Netflix Closes Acquisition Of Egyptian Theatre; Joins Forces With American Cinematheque


Netflix officially closed their deal to acquire the Egyptian Theatre on Hollywood Boulevard and will team with the venue’s nonprofit American Cinematheque. Deadline first broke the news last August of the streamer’s interest in the Sid Grauman built venue.

The American Cinematheque organization, established in 1984 will remain a non-profit, with the organization’s curation team intact, and along with Netflix will continue to expand the cinema’s movie and event programming. Netflix will invest in the theatre’s renovation and will use the revitalized space for special events, screenings and premieres during the week. The Cinematheque will continue to program and operate a second historic theater, the Aero in Santa Monica.

“The Egyptian Theatre is an incredible part of Hollywood history and has been treasured by the Los Angeles film community for nearly a century,” said Scott Stuber, head of Netflix Films.  “We’re honored to partner with the American Cinematheque to preserve the theater’s storied legacy and continue providing remarkable film experiences for audiences. We look forward to expanding programming at the theater in ways that will benefit both cinema lovers and the community.”

“The American Cinematheque was honored to bring the Egyptian back to life in 1998, and together with Netflix we are thrilled to continue this stewardship by restoring it once again for a new generation of film fans to experience movies on the big screen,” said Chairman of the American Cinematheque, Rick Nicita.  “The Egyptian Theatre remains our Hollywood home and we are grateful to both the City of Los Angeles and the Attorney General of the State of California as we accept this incredible opportunity that will greatly benefit the American Cinematheque.”

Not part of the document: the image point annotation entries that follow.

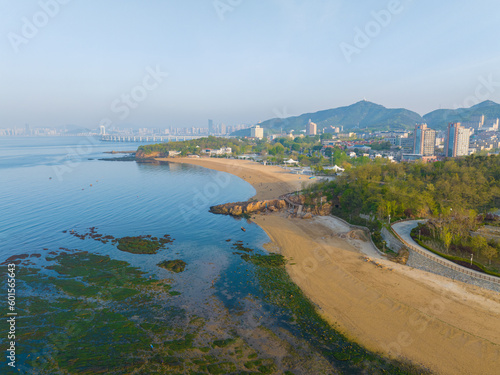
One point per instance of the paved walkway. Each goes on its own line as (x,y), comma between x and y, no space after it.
(423,259)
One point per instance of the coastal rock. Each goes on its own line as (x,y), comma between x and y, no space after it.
(247,208)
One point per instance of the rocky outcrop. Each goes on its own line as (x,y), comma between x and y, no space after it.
(247,208)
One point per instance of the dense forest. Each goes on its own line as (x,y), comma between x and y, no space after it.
(455,195)
(406,190)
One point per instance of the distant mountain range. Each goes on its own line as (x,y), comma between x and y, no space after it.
(371,116)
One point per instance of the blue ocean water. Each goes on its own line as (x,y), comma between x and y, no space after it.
(51,185)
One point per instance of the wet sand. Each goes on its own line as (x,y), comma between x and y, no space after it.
(445,325)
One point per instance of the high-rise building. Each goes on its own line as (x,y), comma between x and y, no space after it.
(424,140)
(257,132)
(457,140)
(311,128)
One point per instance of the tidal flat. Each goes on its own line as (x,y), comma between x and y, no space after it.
(84,313)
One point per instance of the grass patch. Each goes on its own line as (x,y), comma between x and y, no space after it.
(269,261)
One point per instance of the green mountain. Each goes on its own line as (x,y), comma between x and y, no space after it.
(440,118)
(361,115)
(367,115)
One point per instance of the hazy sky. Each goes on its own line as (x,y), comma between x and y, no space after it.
(239,61)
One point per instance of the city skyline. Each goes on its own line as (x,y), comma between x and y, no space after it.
(178,64)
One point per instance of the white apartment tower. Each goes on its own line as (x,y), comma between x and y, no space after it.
(457,140)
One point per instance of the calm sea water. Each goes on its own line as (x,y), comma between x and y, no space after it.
(52,185)
(49,185)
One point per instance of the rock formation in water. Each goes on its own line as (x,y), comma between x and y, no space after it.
(247,208)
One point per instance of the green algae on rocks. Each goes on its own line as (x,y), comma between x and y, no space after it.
(173,265)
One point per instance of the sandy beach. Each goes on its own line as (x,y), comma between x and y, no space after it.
(444,325)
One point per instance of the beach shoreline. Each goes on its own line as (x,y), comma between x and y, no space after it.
(401,312)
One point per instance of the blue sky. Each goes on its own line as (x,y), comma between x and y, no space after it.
(239,61)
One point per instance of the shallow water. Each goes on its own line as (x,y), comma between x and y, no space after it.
(52,185)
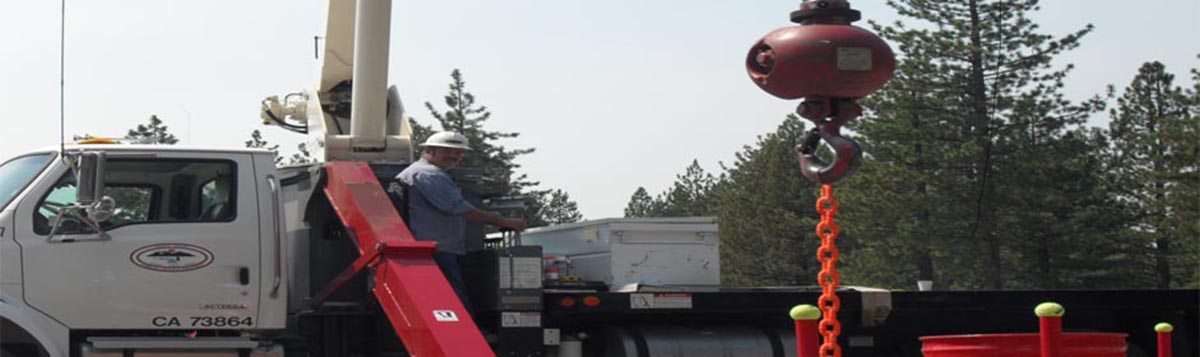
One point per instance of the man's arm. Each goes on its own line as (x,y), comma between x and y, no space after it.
(480,216)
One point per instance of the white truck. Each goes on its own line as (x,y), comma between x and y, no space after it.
(191,241)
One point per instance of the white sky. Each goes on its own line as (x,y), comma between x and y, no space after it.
(613,94)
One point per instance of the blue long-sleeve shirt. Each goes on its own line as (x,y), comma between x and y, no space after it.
(435,206)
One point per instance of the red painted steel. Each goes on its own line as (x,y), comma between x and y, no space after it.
(1050,336)
(820,60)
(424,310)
(1023,345)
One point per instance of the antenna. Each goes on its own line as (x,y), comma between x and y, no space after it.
(63,55)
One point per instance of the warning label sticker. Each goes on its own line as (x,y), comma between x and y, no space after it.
(660,301)
(517,319)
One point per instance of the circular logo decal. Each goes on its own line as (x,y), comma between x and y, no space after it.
(172,258)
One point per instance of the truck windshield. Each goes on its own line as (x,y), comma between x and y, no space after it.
(16,174)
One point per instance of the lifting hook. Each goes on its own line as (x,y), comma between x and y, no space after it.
(828,115)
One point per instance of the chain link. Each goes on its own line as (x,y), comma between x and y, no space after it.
(828,278)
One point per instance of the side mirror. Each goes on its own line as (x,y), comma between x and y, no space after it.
(90,177)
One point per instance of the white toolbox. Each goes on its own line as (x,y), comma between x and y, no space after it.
(637,252)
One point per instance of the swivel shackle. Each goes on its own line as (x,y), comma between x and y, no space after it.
(828,115)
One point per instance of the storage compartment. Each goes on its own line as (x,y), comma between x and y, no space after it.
(623,252)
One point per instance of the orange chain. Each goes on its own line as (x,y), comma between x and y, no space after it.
(828,277)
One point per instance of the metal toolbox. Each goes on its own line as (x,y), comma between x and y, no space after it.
(623,252)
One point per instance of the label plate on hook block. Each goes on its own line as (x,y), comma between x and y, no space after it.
(853,59)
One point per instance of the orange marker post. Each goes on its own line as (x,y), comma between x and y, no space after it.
(807,316)
(1050,322)
(1164,338)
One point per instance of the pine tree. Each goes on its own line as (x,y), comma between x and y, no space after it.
(641,204)
(690,193)
(153,133)
(1153,164)
(963,137)
(257,141)
(767,213)
(497,162)
(552,206)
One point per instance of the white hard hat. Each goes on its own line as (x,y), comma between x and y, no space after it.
(447,139)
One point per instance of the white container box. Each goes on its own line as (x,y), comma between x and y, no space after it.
(622,252)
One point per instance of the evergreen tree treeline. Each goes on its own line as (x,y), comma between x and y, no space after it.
(978,173)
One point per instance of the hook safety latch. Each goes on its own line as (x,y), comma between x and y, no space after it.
(828,115)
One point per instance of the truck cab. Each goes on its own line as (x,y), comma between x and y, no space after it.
(181,240)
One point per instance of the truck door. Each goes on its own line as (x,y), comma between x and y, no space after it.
(183,249)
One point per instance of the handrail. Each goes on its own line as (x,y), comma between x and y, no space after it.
(277,233)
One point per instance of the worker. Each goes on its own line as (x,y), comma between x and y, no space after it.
(436,206)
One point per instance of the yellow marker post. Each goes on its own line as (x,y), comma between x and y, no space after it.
(1164,338)
(1050,322)
(807,316)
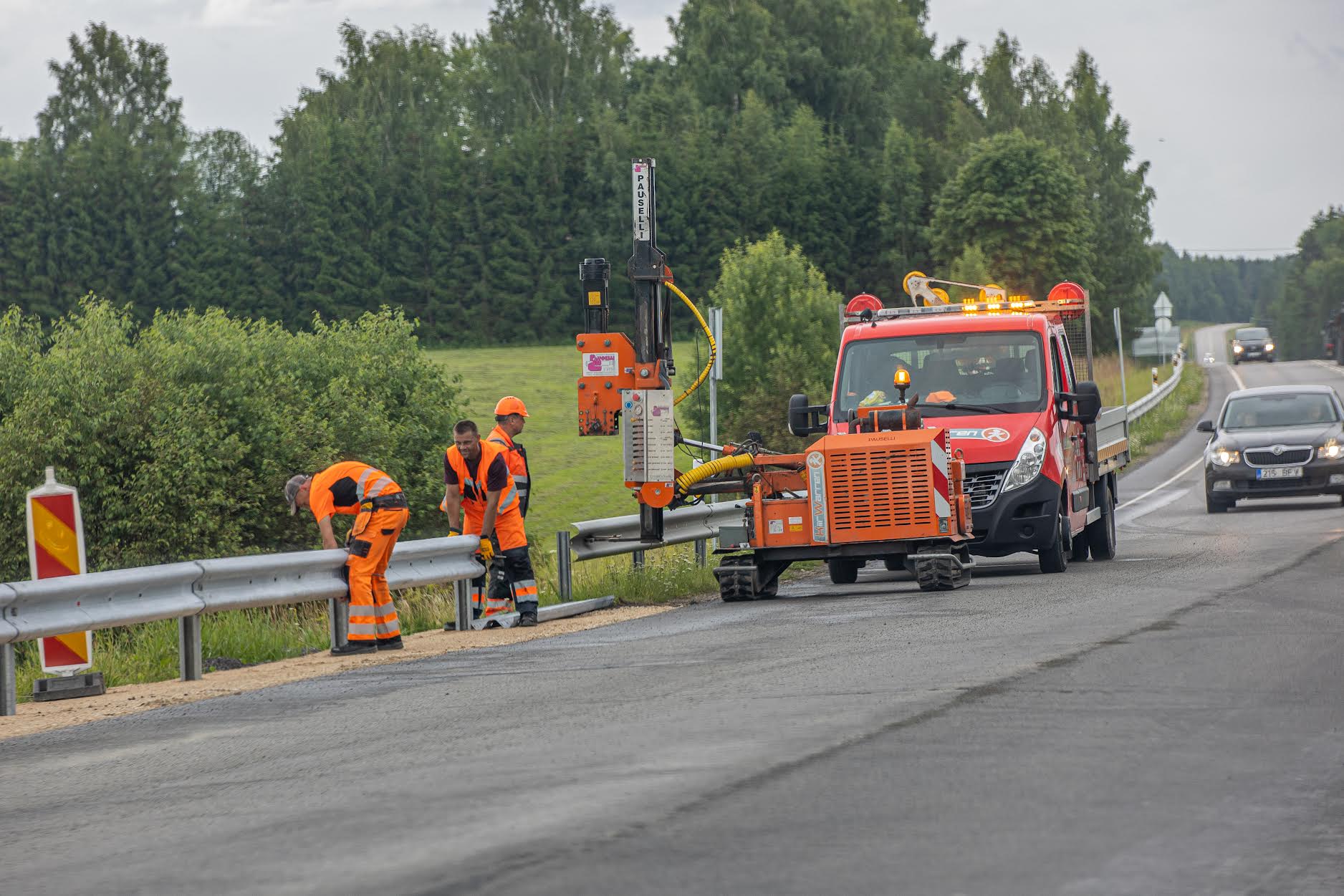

“Love for film is inseparable from L.A.’s history and identity,” said Mayor Eric Garcetti. “We are working toward the day when audiences can return to theaters –– and this extraordinary partnership will preserve an important piece of our cultural heritage that can be shared for years to come.”

“The Netflix and American Cinematheque partnership at the Egyptian Theater is a win-win for film, historic preservation, and the arts,” said Councilmember Mitch O’Farrell, Los Angeles City Council 13th District.  “The collaboration ensures the cultural destination remains in the Heart of Hollywood for decades to come.”

The Egyptian Theatre was built in 1922 during the silent film era. The Egyptian was the site of the first Hollywood movie premiere, of Robin Hood, starring Douglas Fairbanks.  Other notable Silent-era premieres held at the Egyptian include: Cecil B. DeMille’s The Ten Commandments (1923), Charlie Chaplin’s The Gold Rush (1925) and Don Juan (1926) starring John Barrymore and Mary Astor. In 2016, with the financial support of the Hollywood Foreign Press Association, Turner Classic Movies and The Film Foundation, the projection booth at the Egyptian Theatre was retrofitted to begin screening 35mm nitrate movies and currently one of only four theaters in the United States capable of showing this rare, ultra fragile and flammable film stock.